Document Platform

The document platform allows Rinkt to transform unstructured data from documents like PDF, jpg, png or tiff into useful data that can be processed further(added to an ERP, send it over email or just analyse it) The platform can be accessed from https://document.rinkt.com/dashboard with the same username and password used for Robot or Portal.

Every new document template(invoice, receipt, confirmation letter, etc) on the platform is organized as a project(right side of the screen, see above). Documents with a similar layout can be grouped under the same project.

To create a new project, you can either click on the middle button Add new project, or the right top button New Project, and you need to specify a unique name and an optional description. Once a project is created, you need at least 5 different documents(pdf, jpeg, png or tiff file) to train a model. It is better to add more files if the confidence level is low. The process of training involves defining the tags that we want to extract from a document and mapping the text from the document(middle of the screen) to the corresponding tags(right of the screen).

Tag Editor#

To add new files to the project, you can use the + button. Multiple files can be loaded at the same time.

Once a file is loaded, we need to start adding the tags. The tags can added using the top right toolbar Tags

As mentioned above, we can have simple tags like Vat, Invoice Number or Table tags, if we want extract data from tables.

To add a new tag, press + button and specify a name.

To add a table tag press the following button

and select the type of the table.

Unless you want to load only specific rows from a table, you can select Row dynamic and start adding the name of the columns to be extracted from the table.

The process of mapping a field is done by clicking on the corresponding field in document area and then clicking on the tag/column tag(right side, tags section).

Sometimes, the ocr may no detect the space between two words or maybe we want to select only part of the word. For this specific issue, we can click the draw region button from the toolbar and then start drawing on the document the region to be extracted. To exit the drawing mode, just press draw region button again.

A set of useful keyboard shortcuts can be found by pressing I button, top right, near Sign out

A set o actions can be performed on the loaded document like:

Auto-label the current document#

Apply labels automatically to the current document instead of mapping them manually. This works only after training at least once the project

Auto-label multiple unhandled documents#

Apply labels automatically to the new added documents instead of mapping them manually. This works only after training at least once the project

Delete document#

Deletes the current document.

Once all the labels are mapped we can move to Training.

Train#

To start the training, just press the train button displayed below.

The process of training should take around 1 minute, but it may take longer for larger projects(over 10 files and over 15 tags).

When training a project, the name of the model it is advisable to reflect the project to make the compose(see below) process easier.

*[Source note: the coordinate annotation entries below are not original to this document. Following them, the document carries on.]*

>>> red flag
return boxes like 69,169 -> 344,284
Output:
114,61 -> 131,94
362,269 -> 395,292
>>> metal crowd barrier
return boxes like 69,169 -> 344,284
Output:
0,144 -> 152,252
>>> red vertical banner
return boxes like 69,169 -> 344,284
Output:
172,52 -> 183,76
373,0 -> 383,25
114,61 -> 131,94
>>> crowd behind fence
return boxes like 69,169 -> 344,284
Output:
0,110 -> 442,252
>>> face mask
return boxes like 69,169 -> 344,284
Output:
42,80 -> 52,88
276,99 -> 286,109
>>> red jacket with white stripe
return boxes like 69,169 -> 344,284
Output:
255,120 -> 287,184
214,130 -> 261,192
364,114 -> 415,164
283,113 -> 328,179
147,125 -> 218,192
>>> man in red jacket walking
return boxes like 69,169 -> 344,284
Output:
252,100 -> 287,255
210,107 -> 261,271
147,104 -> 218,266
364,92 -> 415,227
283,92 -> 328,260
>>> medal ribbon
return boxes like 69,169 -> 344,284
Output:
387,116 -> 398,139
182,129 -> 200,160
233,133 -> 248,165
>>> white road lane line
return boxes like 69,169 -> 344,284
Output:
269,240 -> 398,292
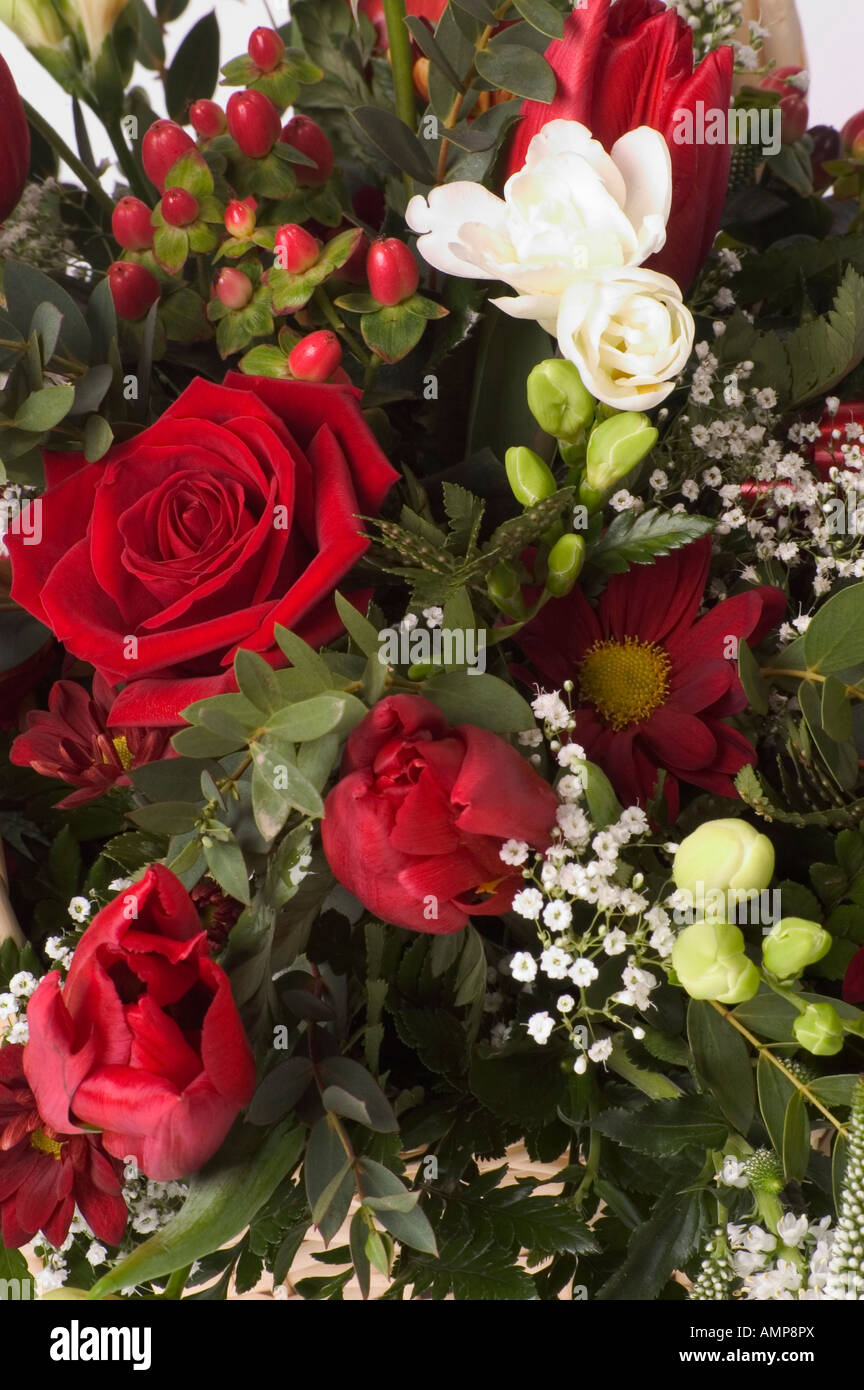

If the Accuracy value is too low(< 60%), it is advisable to revisit that tag and maybe add more documents.

Compose#

If we want to have multiple documents treated as one, we can compose multiple projects(their models) into 1.

For composition, we need to create a separate project which will have just the compose section(Labels and train can be ignored).

To add projects to a "compose" project, just check the projects as in the screenshot below.

The filter in the top corner can be used to narrow down the projects that we want to add. That is why is advisable to add a "Group Name"("rent" for instance) when setting the name of the model at Train time.

Once we are happy with the selection we can press the compose button(see screenshot above), and the process should take around 1 minute.

Analyze#

To test our train model, we can use any other document than the one attached to the project.

When analyzing a file, by default we use the latest trained model, but that can be changed using the Change button.

The "analyze" will display the accuracy for each tag, and the extracted values.

Project Settings#

The name and the description of the project can be changed using this screen.

Utilities#

In this section we can share a project or import the tags from an existing project.

Share project#

Shares the current project with any existing user. The shared project will exist for all users and any changes made by someone to the project will be reflected to anyone sharing this project.

Import Fields#

Instead of redefining the tags for each project, we can define the necessary tags for a project and then import that tags in all other projects.

Settings#

In this section, you can impersonate a user account if you are the admin for that user, or you can copy a project from one user to another.

Impersonate user#

If you want to check the projects of a user for which you are the administrator, you can use this section to impersonate that user. The administrator can add a user to its group using the portal Users tab.

Copy project#

Instead of sharing a project, you may want to copy an existing to another user.